Continuaram a avançar pelo corredor. Quando surgiu nova bifurcação, Carlos não aguardou que Sandra lhe indicasse o caminho mas optou por si mesmo. Soltando uma imprecação muda, esta seguiu-o, pois ele escolhera correctamente. Ansiava por tirar a ardósia do bolso e consultar os registos, mas não lhe ia dar esse gosto. Além de ter a certeza que, se algum prazo tivesse ficado por cumprir, teria aparecido no seu relatório diário.

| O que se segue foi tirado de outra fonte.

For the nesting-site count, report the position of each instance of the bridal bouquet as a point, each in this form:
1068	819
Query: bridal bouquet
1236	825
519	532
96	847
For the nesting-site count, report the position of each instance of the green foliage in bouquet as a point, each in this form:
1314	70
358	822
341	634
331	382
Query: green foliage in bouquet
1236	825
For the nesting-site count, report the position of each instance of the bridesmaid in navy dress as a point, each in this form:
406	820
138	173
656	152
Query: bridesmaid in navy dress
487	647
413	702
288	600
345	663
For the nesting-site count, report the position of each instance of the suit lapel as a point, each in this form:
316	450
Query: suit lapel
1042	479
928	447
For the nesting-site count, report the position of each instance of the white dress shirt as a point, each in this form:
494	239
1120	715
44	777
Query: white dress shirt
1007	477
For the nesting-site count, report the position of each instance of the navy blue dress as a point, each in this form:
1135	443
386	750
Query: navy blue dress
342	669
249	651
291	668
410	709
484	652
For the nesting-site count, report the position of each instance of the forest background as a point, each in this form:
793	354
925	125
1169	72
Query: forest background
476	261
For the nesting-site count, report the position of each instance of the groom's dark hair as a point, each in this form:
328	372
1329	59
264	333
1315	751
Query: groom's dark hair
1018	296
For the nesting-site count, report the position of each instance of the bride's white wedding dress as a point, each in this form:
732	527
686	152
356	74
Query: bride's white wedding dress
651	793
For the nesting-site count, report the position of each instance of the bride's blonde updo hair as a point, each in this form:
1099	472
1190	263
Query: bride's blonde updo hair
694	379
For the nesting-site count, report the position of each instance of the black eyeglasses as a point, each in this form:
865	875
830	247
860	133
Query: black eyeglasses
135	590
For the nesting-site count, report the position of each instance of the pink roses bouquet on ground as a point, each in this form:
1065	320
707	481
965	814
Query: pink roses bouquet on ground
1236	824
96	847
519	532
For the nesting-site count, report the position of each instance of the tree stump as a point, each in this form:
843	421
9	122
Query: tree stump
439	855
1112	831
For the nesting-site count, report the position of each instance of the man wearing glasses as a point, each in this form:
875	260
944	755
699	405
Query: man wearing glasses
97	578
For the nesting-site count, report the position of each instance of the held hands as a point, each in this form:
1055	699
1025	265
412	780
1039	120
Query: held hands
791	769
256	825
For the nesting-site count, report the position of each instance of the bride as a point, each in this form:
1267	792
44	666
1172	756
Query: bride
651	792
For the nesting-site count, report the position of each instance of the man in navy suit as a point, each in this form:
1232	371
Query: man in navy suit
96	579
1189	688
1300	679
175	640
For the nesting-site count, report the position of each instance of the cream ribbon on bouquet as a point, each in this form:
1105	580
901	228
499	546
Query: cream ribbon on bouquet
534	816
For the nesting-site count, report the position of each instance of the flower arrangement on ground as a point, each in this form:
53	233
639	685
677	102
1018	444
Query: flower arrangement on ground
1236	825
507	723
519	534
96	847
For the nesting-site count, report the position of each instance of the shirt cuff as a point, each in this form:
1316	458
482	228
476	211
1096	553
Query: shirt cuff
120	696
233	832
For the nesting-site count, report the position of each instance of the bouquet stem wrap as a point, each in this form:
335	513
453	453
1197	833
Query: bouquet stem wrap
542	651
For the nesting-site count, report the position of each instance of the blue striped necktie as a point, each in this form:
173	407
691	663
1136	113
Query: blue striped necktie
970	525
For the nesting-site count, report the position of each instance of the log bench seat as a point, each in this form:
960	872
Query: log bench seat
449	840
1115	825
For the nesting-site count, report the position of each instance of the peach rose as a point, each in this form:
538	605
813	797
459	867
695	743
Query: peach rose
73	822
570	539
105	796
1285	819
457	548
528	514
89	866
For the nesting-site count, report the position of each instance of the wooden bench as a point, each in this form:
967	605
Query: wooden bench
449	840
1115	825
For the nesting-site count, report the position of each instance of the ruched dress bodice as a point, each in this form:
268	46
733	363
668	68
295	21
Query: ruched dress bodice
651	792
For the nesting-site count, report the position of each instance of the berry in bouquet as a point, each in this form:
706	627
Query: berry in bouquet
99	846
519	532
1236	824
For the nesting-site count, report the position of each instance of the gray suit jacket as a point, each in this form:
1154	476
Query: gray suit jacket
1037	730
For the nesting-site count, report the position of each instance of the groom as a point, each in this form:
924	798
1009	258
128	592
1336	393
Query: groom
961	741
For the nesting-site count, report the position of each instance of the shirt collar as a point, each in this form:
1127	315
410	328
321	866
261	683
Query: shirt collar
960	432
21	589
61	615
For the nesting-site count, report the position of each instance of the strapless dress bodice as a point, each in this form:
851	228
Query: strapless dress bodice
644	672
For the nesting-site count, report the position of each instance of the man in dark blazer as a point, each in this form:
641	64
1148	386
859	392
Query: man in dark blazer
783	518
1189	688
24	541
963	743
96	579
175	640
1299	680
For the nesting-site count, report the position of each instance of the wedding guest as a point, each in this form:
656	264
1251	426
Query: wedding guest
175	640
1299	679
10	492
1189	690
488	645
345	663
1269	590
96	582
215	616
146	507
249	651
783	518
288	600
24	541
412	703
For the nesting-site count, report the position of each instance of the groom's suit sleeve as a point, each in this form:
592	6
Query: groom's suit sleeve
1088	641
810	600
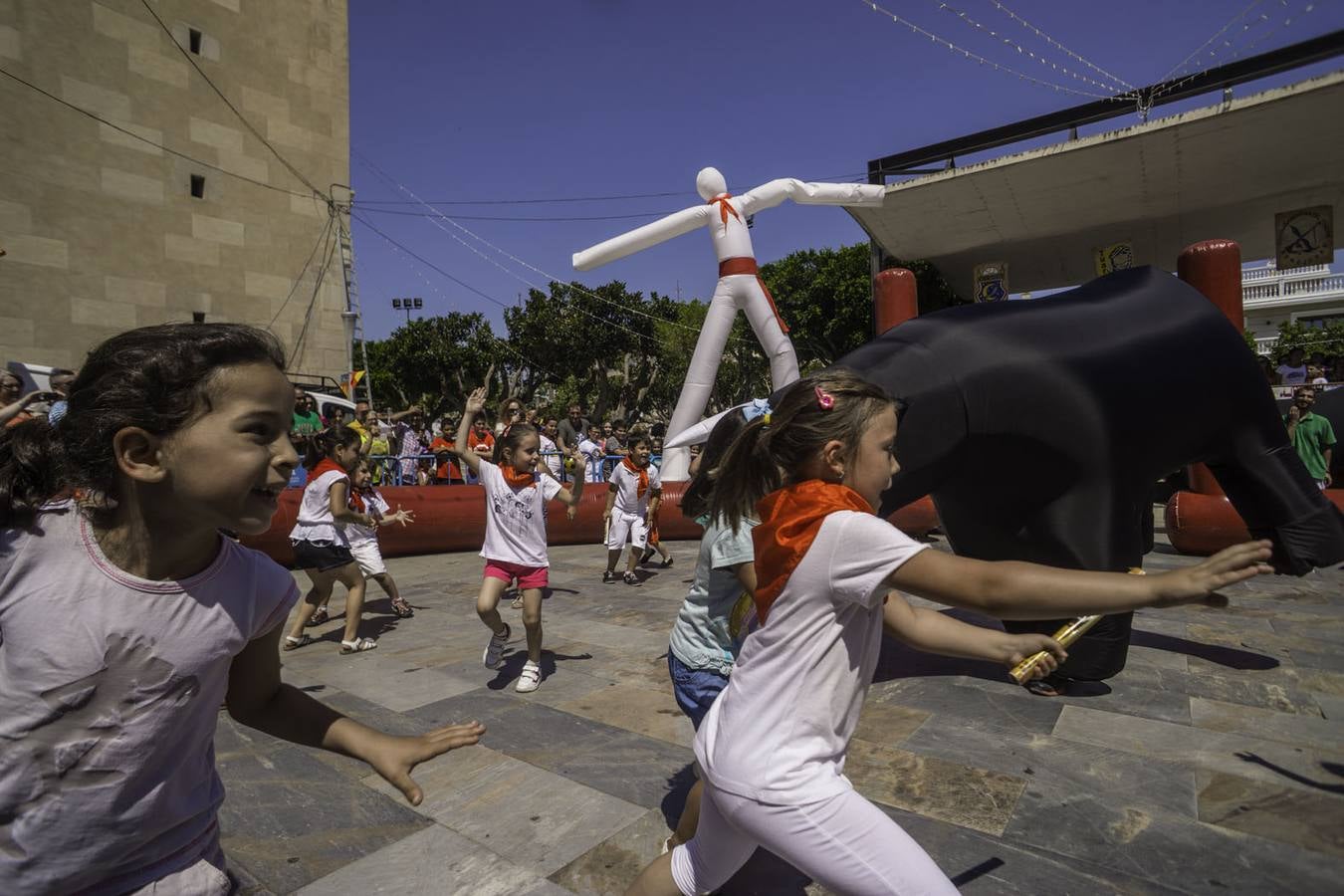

O corredor era curto e rapidamente deu lugar a outros mais estreitos, à maneira das ligações entre veias e capilares. Sinalefas nas bifurcações informavam sobre volumes aceitáveis e comprimento. Eventualmente chegaram à intersecção pretendida. Estavam já no exterior da nave, fora da camada protectora do casco, e o túnel estava, por esse motivo, dimensionado para a passagem de uma pessoa num sentido. A porosidade rugosa era substituída por placas lisas e consistentes, compostas por camadas de ouro e chumbo, cujo papel na defesa das partículas energéticas que assolavam a órbita circunterrestre não podia ser mais fundamental. Não era das passagens mais frequentadas, e de facto, Sandra não se lembrava sequer de alguma vez ter passado por ali quando precisava de atravessar a nave, preferindo os caminhos interiores. A sua mente corria velozmente, procurando lembrar-se em que parte da anterior troca de correio fornecera pistas para tanta desconfiança.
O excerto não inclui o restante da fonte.